[<prev] [next>] [<thread-prev] [day] [month] [year] [list]
Message-ID: <20231217093800.GX6288@kernel.org>
Date: Sun, 17 Dec 2023 09:38:00 +0000
From: Simon Horman <horms@...nel.org>
To: "Jagielski, Jedrzej" <jedrzej.jagielski@...el.com>
Cc: "intel-wired-lan@...ts.osuosl.org" <intel-wired-lan@...ts.osuosl.org>,
"Nguyen, Anthony L" <anthony.l.nguyen@...el.com>,
"netdev@...r.kernel.org" <netdev@...r.kernel.org>
Subject: Re: [PATCH iwl-next v4 1/2] ixgbe: Refactor overtemp event handling
On Thu, Dec 14, 2023 at 01:37:12PM +0000, Jagielski, Jedrzej wrote:
> From: Simon Horman <horms@...nel.org>
> Sent: Thursday, December 14, 2023 10:56 AM
>
> >On Tue, Dec 12, 2023 at 11:46:41AM +0100, Jedrzej Jagielski wrote:
> >> Currently ixgbe driver is notified of overheating events
> >> via internal IXGBE_ERR_OVERTEMP error code.
> >>
> >> Change the approach for handle_lasi() to use freshly introduced
> >> is_overtemp function parameter which set when such event occurs.

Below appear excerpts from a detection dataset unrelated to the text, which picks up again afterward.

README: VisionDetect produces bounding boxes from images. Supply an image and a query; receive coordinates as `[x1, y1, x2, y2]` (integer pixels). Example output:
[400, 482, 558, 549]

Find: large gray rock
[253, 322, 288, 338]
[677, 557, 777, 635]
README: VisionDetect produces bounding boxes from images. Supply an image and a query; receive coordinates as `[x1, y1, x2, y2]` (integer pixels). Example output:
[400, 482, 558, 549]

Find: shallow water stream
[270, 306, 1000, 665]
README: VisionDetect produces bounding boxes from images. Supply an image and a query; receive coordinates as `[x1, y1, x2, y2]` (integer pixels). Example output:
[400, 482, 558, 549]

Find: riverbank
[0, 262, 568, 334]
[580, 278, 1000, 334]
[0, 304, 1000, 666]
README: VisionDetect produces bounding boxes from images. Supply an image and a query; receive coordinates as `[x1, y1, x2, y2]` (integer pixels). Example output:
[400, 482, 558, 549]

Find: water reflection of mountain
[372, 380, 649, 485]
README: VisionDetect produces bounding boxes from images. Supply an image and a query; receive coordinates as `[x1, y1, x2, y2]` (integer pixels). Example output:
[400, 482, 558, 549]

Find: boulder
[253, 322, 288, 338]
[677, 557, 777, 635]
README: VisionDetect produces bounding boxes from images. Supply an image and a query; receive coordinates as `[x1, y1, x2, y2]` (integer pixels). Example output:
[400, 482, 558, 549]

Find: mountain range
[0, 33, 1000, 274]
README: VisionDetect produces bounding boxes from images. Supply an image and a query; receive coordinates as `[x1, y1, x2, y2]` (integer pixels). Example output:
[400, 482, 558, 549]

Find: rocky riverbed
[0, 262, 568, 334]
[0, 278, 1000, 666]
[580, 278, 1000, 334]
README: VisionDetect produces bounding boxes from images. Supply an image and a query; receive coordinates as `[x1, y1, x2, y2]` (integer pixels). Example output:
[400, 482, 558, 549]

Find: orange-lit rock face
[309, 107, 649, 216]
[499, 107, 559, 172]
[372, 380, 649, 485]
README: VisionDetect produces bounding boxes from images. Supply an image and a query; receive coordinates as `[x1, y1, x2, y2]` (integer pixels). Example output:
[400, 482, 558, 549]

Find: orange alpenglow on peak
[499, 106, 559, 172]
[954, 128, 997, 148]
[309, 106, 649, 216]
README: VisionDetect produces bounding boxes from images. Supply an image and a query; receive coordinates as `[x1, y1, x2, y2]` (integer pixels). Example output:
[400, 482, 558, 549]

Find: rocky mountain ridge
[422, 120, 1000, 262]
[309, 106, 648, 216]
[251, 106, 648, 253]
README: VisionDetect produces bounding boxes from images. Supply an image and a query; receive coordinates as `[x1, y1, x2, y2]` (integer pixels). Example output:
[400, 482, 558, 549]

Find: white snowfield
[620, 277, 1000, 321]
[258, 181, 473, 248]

> >> Change check_overtemp() to bool and return true if overtemp
> >> event occurs.
> >>
> >> Signed-off-by: Jedrzej Jagielski <jedrzej.jagielski@...el.com>
> >> ---
> >> v2: change aproach to use additional function parameter to notify when overheat
> >> v4: change check_overtemp to bool
> >>
> >> https://lore.kernel.org/netdev/20231208090055.303507-1-jedrzej.jagielski@intel.com/T/
> >> ---
> >
> >Hi Jedrzej,
> >
> >I like where this patch-set is going.
> >Please find some feedback from my side inline.
>
> Hi Simon
> thank you for the review.
>
> >
> >> drivers/net/ethernet/intel/ixgbe/ixgbe_main.c | 19 ++++----
> >> drivers/net/ethernet/intel/ixgbe/ixgbe_phy.c | 26 ++++++-----
> >> drivers/net/ethernet/intel/ixgbe/ixgbe_phy.h | 2 +-
> >> drivers/net/ethernet/intel/ixgbe/ixgbe_type.h | 4 +-
> >> drivers/net/ethernet/intel/ixgbe/ixgbe_x550.c | 45 +++++++++++--------
> >> 5 files changed, 54 insertions(+), 42 deletions(-)
> >>
> >> diff --git a/drivers/net/ethernet/intel/ixgbe/ixgbe_main.c b/drivers/net/ethernet/intel/ixgbe/ixgbe_main.c
> >> index 227415d61efc..9bff614788a2 100644
> >> --- a/drivers/net/ethernet/intel/ixgbe/ixgbe_main.c
> >> +++ b/drivers/net/ethernet/intel/ixgbe/ixgbe_main.c
> >> @@ -2756,7 +2756,7 @@ static void ixgbe_check_overtemp_subtask(struct ixgbe_adapter *adapter)
> >> {
> >> struct ixgbe_hw *hw = &adapter->hw;
> >> u32 eicr = adapter->interrupt_event;
> >> - s32 rc;
> >> + bool overtemp;
> >>
> >> if (test_bit(__IXGBE_DOWN, &adapter->state))
> >> return;
> >> @@ -2790,14 +2790,15 @@ static void ixgbe_check_overtemp_subtask(struct ixgbe_adapter *adapter)
> >> }
> >>
> >> /* Check if this is not due to overtemp */
> >> - if (hw->phy.ops.check_overtemp(hw) != IXGBE_ERR_OVERTEMP)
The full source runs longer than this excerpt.